Official figures showed Wednesday that the ratio of Spain’s bad bank loans shot to an 18-year high in February.
Non-performing loans, as a proportion of total lending, jumped to 7.91 percent in January from less than one percent in 2007, the highest level since 1994, according to data released by the Bank of Spain.
Doubts about the extent of Spain’s non- performing loans problem is hurting bank stocks and driving up the government’s borrowing costs on investor concerns that the expense of propping up ailing lenders may add to the debt burden.
Andrew Bosomworth, Pacific Investment Management Co.’s Munich-based head of portfolio management said, “One of our concerns in Spain is to what extent contingent liabilities could pass to the central government.”
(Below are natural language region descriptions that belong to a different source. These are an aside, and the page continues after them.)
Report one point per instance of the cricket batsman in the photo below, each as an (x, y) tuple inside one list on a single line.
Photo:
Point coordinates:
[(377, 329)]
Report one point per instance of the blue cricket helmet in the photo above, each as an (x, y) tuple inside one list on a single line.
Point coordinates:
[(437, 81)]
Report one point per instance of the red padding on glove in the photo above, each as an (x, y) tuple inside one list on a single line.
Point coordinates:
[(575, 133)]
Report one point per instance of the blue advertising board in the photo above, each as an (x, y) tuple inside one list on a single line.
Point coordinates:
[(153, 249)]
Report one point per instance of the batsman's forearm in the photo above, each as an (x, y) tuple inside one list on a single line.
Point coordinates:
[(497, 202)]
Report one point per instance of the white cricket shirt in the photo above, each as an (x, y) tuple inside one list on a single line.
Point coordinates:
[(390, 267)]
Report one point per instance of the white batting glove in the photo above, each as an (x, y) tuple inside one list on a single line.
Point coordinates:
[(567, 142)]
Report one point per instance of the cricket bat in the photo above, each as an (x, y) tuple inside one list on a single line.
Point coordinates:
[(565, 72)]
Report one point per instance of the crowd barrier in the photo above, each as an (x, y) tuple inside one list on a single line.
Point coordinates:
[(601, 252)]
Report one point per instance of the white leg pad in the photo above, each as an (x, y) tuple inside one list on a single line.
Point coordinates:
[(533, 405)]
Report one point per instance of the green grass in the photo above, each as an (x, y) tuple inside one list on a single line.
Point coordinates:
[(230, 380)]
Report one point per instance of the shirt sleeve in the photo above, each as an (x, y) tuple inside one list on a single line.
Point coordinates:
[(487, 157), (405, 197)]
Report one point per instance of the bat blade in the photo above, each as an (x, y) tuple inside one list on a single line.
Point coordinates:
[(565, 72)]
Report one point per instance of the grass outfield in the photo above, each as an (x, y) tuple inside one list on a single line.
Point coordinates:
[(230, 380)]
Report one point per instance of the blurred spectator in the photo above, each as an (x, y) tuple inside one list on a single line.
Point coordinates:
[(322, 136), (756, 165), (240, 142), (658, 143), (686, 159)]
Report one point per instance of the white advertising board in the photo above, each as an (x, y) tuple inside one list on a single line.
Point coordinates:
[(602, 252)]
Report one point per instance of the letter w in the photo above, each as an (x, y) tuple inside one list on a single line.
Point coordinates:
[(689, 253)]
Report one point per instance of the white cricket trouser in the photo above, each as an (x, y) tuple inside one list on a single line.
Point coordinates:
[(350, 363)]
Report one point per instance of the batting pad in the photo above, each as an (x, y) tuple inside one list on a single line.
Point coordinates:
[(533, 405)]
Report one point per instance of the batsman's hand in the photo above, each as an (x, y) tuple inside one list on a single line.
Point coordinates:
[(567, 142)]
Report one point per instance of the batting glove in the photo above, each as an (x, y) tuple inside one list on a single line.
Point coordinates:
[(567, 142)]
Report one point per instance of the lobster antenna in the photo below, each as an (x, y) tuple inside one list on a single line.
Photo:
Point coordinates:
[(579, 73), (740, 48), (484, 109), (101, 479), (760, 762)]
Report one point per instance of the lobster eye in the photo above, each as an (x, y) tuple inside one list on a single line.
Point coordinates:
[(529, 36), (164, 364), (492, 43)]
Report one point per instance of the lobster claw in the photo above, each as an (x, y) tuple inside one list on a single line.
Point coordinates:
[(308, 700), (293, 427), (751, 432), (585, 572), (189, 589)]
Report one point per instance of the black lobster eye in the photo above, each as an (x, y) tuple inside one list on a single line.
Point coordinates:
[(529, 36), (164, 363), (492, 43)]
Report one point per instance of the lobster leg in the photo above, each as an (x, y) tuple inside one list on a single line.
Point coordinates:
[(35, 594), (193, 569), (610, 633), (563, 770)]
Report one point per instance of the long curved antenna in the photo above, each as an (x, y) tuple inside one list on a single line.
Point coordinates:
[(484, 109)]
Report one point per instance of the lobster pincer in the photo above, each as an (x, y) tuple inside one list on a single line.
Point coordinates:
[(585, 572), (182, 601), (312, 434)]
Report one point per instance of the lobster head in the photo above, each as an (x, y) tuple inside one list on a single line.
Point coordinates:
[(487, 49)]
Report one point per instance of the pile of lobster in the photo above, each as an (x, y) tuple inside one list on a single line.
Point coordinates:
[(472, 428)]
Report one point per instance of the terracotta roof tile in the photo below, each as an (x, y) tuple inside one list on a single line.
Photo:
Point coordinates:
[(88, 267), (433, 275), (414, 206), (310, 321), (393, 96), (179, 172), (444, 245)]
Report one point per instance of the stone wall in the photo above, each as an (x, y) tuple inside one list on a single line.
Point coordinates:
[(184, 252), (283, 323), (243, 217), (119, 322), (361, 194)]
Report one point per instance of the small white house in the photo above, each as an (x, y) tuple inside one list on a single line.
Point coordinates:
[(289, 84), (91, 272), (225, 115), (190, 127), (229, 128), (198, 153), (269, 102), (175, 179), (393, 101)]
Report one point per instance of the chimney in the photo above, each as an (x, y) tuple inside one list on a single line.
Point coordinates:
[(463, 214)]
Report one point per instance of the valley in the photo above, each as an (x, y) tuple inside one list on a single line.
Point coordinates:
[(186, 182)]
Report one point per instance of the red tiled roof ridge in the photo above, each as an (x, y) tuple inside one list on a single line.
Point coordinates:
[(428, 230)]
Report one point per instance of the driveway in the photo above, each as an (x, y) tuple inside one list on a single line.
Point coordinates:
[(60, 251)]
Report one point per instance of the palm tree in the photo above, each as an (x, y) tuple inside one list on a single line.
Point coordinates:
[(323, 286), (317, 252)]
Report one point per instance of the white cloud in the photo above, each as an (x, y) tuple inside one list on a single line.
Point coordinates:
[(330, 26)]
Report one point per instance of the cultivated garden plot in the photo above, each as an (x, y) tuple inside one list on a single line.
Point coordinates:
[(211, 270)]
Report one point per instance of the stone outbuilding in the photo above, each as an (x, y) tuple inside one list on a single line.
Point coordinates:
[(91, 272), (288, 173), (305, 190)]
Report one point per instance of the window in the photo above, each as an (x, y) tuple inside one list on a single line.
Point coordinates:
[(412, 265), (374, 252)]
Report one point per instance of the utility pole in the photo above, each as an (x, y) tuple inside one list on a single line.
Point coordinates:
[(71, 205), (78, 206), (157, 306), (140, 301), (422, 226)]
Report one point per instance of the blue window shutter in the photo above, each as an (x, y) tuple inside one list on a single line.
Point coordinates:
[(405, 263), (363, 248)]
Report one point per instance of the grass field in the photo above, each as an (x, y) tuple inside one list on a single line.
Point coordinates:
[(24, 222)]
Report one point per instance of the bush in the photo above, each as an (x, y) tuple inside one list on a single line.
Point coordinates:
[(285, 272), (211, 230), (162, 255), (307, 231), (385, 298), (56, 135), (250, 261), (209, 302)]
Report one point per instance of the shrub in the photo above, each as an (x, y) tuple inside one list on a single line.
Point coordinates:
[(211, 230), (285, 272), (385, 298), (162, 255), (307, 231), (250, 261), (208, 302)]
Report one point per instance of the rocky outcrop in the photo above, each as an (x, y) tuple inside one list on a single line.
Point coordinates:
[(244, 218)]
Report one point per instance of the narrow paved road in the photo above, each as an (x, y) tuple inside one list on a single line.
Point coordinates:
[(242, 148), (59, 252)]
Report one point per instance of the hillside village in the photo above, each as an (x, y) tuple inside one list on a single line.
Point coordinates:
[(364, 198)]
Non-performing loans “will have to rise when you take into account the unemployment rate and what’s happening with the economy,” he said.
Spain has announced spending cuts of more than 11-billion dollars as well as tax increases to reduce the country’s deficit to avoid seeking a financial bailout like Greece, Ireland and Portugal.
Battered by the global financial downturn, the Spanish economy collapsed into recession in the second half of 2008, destroying millions of jobs. Analysts say Spain’s economy is expected to enter into a new recession in the first two quarters of 2012.
Europe plunged into deep financial crisis in 2008, which has continued to intensify in recent months.